On April 6, 1888, 461 Beacon was purchased from Asa Caton by Miss Susan P. Baker. Her unmarried brother, Charles T. Baker, lived with her. He was an insurance broker. They previously had lived at 8 Wellington.

Charles Baker died in October of 1905.  Susan Baker continued to lived at 461 Beacon.

By 1910, she had been joined by Miss Caroline Denton Wells, a companion.

Susan Baker died in May of 1922.  Caroline Wells continued to live at 461 Beacon during the 1922-1923 winter season, but moved thereafter.

The house was not listed in the 1924-1935 Blue Books, nor in the 1923-1931 Lists of Residents, and is shown as vacant in the 1930-1931 City Directories.

On January 19, 1925, 461 Beacon was acquired from Susan Baker’s estate by Laura M. Percy of Somerville.

461 Beacon subsequently changed hands and on January 8, 1929, William Hoag foreclosed on a mortgage he held and took possession of the property. He was a lawyer and real estate dealer.
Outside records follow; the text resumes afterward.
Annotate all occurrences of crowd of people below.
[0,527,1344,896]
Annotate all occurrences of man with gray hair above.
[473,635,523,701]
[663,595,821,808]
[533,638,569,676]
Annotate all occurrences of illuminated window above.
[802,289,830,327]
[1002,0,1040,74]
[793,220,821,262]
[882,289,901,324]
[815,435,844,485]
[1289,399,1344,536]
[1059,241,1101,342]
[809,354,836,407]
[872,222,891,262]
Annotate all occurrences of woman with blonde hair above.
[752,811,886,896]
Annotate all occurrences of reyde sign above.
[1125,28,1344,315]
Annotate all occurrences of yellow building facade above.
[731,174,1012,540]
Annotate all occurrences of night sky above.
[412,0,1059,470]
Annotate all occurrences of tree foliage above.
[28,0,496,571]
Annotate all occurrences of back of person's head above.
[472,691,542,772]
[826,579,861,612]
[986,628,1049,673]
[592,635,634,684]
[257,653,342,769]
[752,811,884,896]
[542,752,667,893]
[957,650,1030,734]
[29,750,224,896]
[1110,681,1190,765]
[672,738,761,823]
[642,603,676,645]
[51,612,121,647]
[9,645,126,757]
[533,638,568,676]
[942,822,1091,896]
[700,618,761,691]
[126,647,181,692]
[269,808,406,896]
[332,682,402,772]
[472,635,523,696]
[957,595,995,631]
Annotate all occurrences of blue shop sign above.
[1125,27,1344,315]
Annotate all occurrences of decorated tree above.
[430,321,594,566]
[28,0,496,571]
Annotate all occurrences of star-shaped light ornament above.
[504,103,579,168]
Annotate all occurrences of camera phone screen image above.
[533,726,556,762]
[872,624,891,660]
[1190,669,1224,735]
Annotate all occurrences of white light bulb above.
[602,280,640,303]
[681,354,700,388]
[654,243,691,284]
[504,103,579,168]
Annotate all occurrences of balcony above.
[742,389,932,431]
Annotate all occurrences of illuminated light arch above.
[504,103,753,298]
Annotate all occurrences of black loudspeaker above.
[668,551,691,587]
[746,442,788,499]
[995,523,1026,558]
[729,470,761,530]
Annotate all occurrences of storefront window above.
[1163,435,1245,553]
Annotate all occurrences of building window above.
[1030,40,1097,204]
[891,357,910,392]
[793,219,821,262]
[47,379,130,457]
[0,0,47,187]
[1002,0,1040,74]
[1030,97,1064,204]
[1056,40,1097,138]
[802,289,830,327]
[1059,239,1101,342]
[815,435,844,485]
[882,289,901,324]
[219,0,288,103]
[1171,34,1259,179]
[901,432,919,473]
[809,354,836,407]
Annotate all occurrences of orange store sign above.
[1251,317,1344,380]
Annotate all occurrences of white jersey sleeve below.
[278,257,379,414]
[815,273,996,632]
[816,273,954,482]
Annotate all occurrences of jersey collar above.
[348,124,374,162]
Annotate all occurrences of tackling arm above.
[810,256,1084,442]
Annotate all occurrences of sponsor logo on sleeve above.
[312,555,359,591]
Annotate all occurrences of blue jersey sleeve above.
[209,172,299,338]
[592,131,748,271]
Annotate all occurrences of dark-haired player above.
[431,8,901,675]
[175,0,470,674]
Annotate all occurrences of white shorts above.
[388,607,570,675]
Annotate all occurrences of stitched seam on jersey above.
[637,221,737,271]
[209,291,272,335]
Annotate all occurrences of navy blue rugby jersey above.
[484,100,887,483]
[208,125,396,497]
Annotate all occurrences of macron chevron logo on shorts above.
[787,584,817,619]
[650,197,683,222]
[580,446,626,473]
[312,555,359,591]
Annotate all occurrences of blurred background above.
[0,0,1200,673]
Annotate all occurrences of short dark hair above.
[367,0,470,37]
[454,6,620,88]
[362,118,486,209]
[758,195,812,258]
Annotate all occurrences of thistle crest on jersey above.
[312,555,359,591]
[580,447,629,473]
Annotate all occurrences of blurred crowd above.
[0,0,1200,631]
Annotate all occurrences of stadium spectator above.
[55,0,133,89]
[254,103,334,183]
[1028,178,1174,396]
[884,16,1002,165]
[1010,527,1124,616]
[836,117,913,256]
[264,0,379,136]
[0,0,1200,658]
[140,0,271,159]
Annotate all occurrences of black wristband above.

He and his wife, Ruth C. (Wood) Hoag, lived in Dorchester.

From the early 1930s, the property was a multiple dwelling, either apartments or a lodging house, and in April of 1932, William Hoag was cited by the Building Department because 461 Beacon lacked sufficient means of egress.
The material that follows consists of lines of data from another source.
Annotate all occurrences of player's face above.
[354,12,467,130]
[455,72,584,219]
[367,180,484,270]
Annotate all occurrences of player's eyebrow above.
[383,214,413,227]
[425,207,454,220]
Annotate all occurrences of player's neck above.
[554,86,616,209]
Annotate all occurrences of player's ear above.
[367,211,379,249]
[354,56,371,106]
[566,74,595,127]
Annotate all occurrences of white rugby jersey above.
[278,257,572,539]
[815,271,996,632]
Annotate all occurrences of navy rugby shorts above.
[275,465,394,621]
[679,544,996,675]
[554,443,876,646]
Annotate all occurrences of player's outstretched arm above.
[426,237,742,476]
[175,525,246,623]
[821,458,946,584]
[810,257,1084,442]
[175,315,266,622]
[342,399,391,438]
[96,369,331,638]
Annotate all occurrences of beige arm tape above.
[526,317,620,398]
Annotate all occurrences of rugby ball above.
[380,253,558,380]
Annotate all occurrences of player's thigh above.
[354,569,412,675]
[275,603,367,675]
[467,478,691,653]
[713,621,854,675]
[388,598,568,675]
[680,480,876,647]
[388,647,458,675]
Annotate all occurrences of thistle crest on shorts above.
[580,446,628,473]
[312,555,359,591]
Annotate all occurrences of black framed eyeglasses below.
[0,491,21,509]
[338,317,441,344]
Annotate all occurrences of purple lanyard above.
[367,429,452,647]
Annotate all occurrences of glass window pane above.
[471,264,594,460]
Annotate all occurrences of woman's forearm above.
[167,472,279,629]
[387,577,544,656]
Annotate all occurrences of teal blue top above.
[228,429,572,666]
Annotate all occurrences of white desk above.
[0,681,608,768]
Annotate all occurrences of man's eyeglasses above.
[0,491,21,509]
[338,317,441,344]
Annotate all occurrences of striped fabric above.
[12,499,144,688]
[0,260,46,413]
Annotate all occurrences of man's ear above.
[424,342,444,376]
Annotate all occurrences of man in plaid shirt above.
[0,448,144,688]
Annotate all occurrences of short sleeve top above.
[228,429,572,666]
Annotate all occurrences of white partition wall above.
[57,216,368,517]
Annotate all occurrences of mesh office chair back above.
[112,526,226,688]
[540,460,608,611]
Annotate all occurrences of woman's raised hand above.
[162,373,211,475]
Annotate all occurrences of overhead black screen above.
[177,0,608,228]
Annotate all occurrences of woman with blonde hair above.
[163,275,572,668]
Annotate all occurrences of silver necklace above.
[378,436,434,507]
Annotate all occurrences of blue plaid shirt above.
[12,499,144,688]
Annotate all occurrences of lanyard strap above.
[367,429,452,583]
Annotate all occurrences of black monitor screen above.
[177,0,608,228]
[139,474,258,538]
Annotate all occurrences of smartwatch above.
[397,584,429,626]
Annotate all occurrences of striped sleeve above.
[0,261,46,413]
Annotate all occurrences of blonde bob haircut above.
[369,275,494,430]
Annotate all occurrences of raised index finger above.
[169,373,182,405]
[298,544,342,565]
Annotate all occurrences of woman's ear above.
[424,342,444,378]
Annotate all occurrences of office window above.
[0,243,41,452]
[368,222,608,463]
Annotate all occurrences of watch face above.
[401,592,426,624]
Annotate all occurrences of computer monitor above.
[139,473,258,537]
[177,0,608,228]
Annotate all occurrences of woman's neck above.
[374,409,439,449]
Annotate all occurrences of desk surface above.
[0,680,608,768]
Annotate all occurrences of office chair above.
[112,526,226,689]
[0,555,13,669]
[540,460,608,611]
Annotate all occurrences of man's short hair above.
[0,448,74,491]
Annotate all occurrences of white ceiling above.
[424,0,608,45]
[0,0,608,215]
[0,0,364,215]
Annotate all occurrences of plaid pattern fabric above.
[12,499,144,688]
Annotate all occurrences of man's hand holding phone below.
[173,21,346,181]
By the 1935-1936 winter season, among the residents at 461 Beacon were Dr. Allen Tibbets Moulton and his wife, Mary C. (Andrews) Moulton.  They previously had lived in an apartment at 483 Beacon.  He was a physician and also maintained his medical offices at 461 Beacon.
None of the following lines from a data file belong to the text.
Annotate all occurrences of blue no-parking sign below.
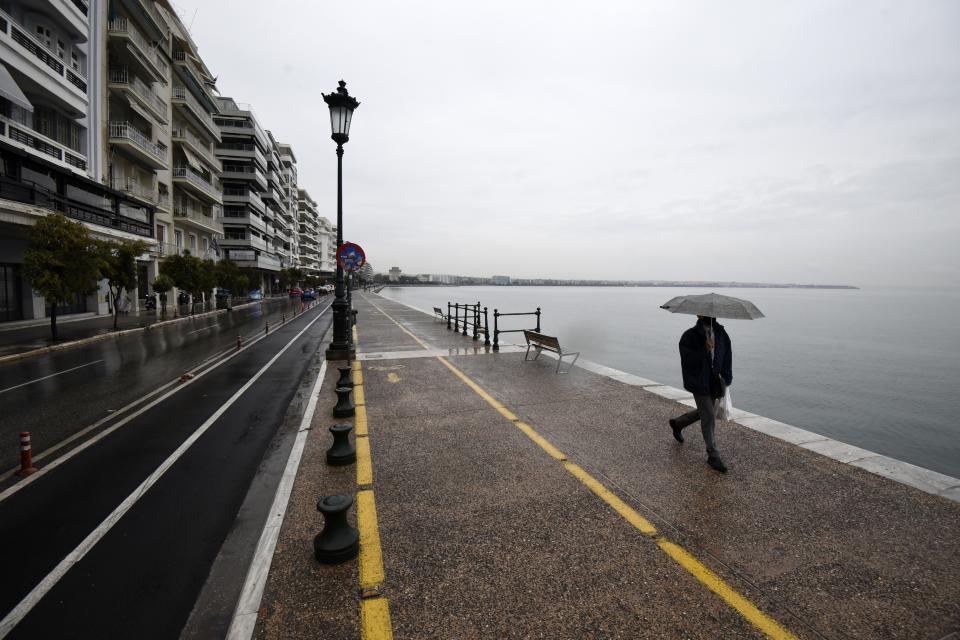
[337,242,367,273]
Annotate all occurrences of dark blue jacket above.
[680,320,733,395]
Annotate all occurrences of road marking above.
[227,360,327,640]
[360,598,393,640]
[0,305,330,500]
[370,302,797,640]
[357,489,383,591]
[0,306,330,638]
[185,324,217,335]
[0,359,103,393]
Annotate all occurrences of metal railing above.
[110,69,169,121]
[447,302,490,347]
[110,122,167,162]
[171,84,220,138]
[173,166,220,199]
[493,307,540,351]
[107,16,170,82]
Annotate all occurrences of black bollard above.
[333,387,357,418]
[337,365,353,388]
[327,424,357,467]
[313,495,360,564]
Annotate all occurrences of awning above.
[0,64,33,111]
[180,145,203,171]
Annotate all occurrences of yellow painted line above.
[357,438,373,487]
[428,357,796,640]
[357,489,383,590]
[563,462,657,537]
[657,538,796,640]
[360,598,393,640]
[353,383,366,409]
[353,407,367,438]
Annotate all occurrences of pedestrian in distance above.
[670,316,733,473]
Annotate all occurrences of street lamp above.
[323,80,360,360]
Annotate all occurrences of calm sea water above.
[381,287,960,477]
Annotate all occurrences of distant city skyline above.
[178,0,960,286]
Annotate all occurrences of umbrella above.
[660,293,764,320]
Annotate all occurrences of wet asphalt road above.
[0,299,330,638]
[0,298,316,476]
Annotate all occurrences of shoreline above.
[376,292,960,503]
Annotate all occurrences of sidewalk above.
[254,293,960,640]
[0,297,285,357]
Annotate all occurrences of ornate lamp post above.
[323,80,360,360]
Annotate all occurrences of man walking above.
[670,316,733,473]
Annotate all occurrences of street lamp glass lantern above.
[323,80,360,144]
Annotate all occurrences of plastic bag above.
[717,387,733,420]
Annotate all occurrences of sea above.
[381,286,960,478]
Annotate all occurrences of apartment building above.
[215,97,286,292]
[0,0,162,322]
[297,188,320,276]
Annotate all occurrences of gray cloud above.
[179,0,960,286]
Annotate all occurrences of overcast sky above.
[175,0,960,287]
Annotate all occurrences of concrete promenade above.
[249,293,960,640]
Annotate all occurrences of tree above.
[23,214,100,340]
[93,240,147,329]
[160,254,216,313]
[153,273,176,316]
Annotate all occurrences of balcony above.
[110,69,170,124]
[0,11,88,117]
[173,204,223,233]
[0,176,153,240]
[110,122,167,169]
[173,167,223,204]
[172,84,220,142]
[223,187,266,215]
[107,16,170,84]
[172,127,220,171]
[0,116,87,176]
[221,161,267,191]
[110,176,158,205]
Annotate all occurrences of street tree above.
[23,214,100,340]
[153,273,176,316]
[93,240,147,329]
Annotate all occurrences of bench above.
[523,329,580,373]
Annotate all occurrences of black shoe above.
[670,418,683,442]
[707,456,727,473]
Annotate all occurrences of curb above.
[0,301,262,364]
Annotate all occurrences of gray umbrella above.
[660,293,764,320]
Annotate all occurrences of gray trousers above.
[674,394,719,458]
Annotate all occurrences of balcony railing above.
[0,11,87,97]
[0,116,87,171]
[111,176,157,204]
[173,204,223,232]
[172,127,220,167]
[110,122,167,162]
[173,84,220,140]
[107,16,170,83]
[173,167,220,200]
[110,69,169,122]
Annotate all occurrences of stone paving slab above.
[249,295,960,640]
By the early 1940s, and probably earlier, 461 Beacon had been converted into four apartments.  Dr. and Mrs. Moulton continued to live (and he to maintain his office) there until shortly before his death in November of 1946.

461 Beacon (ca. 1942), photograph by Bainbridge Bunting, courtesy of The Gleason Partnership

461 Beacon (ca. 1942), photograph by Bainbridge Bunting, courtesy of The Gleason Partnership

On November 16, 1944, 461 Beacon was acquired from William Hoag by Andrew J. Sullivan, and on November 13, 1945, it was acquired from him by Joseph Warren Morrill and his wife, Ernestine Lila (Hunt) Morrill.

Joseph and Elizabeth Morrill lived in one of the apartments. They previously had lived at 111 Whitcomb Avenue. He was an inspector for the Boston Health Department.

In December of 1947, the Morrills applied for (and subsequently received) permission to convert the property from four apartments into five apartments.

Joseph Morrill died in June of 1955, and Ernestine Morrill moved soon thereafter.

On February 12, 1957, 461 Beacon was acquired from Ernestine Morrill by Chester C. Fredberg and his wife, Celia (Ceil) (Koblintz) Fredberg. He was a salesman with the Great Northern Finance Company. They owned and lived at 471 Beacon and in December of 1958 also acquired 477 Beacon.

On September 11, 1979, 461 Beacon was purchased from the Fredbergs by Maxine Geller, trustee of the Pelican Realty Trust. She purchased 477 Beacon from them on the same day.

In August of 1979, prior to taking title, Pelican Realty filed for (and subsequently received) permission to convert the property into six apartments.

On June 7, 1980, Maxine Geller converted 461 Beacon into six condominium units, the 461 Beacon Street Condominium.